Cooperating Robots

coda logoMultiagent systems
The CoDA Project focuses on the intelligent control of groups of cooperating agents, such as autonomous underwater vehicles and other kinds of robots. In particular, CoDA concentrates on those multiagent systems (MAS) that are open systems, where agents can come and go over the lifetime of the system. For example, in an autonomous oceanographic sampling network (AOSN) tasked with long-term climate change monitoring, some AUVs will be expected to leave the system due to malfunction or being needed elsewhere, while others will arrive to replace them.

It is important that such a system be able to organize its available assets to efficiently carry out its mission, and that it be able to reorganize as its composition or its mission changes.

Two-level organization
CoDA takes the novel approach of using two organizations to balance flexibility with efficiency. When first deployed, the more intelligent agents contact each other to determine what assets the AOSN has and to plan how to best accomplish the mission. This is called the meta-level organization, or MLO. The MLO is very flexible, but not particularly efficient; its task is to design a task-level organization, or TLO, that can efficiently carry out the mission. When the situation changes, then the TLO can either adjust itself, or, if that is not possible, it can reinvoke the MLO to design a new TLO.

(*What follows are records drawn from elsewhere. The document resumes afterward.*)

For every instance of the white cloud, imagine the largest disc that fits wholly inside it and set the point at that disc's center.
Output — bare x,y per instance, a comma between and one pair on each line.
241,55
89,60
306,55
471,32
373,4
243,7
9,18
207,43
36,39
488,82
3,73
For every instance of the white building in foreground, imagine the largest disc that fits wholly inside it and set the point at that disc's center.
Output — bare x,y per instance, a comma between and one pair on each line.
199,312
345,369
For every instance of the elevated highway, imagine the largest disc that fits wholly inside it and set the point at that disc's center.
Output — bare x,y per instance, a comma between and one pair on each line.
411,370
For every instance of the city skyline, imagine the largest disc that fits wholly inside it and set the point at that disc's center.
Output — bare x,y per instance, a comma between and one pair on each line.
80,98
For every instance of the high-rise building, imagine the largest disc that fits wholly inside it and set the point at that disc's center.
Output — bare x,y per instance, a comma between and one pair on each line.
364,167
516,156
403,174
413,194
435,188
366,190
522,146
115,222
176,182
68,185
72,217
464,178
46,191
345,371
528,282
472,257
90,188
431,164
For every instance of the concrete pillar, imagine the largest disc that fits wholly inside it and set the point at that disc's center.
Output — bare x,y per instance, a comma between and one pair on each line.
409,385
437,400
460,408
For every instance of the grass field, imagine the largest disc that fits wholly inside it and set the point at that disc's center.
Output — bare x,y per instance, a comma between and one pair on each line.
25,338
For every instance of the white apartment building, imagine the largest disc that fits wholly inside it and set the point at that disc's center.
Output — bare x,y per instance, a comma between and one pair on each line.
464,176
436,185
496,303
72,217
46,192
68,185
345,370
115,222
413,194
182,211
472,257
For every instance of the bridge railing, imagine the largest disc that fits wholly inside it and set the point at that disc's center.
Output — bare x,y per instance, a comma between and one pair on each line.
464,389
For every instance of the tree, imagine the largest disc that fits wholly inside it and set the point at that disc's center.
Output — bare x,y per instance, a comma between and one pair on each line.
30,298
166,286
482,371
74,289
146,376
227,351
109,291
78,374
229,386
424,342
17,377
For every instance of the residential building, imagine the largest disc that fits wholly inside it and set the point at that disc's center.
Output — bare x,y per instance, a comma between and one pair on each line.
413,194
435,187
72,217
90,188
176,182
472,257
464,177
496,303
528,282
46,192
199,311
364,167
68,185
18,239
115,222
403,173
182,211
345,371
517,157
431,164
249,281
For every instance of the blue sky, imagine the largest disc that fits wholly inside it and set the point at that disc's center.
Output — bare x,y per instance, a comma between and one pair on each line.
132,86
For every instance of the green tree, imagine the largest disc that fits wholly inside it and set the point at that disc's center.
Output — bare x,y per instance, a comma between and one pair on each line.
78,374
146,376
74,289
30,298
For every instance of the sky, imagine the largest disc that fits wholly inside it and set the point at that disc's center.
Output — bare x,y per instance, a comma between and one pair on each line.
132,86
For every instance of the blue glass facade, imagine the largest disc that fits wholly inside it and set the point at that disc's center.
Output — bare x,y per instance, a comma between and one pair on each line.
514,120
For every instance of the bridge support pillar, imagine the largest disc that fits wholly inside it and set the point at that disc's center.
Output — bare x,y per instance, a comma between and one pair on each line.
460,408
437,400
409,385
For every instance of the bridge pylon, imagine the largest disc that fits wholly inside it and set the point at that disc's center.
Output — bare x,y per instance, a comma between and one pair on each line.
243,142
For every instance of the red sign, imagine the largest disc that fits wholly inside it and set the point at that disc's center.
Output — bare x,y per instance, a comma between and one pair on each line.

This project has several parts. First is the cooperation protocols and mechanisms needed for autonomous organization and reorganization. Second is the task assignment mechanism, which is based on constrained heuristic search. And third is a multi-fidelity simulation testbed that can simulate the overall system.

It is important to note that while the domain is autonomous oceanographic sampling networks, the mechanisms developed will be useful for any real-world MAS that needs to self-organize/reorganize over time.

CODA is a project of the Maine Software Agents/Artificial Intelligence Laboratory (MaineSAIL).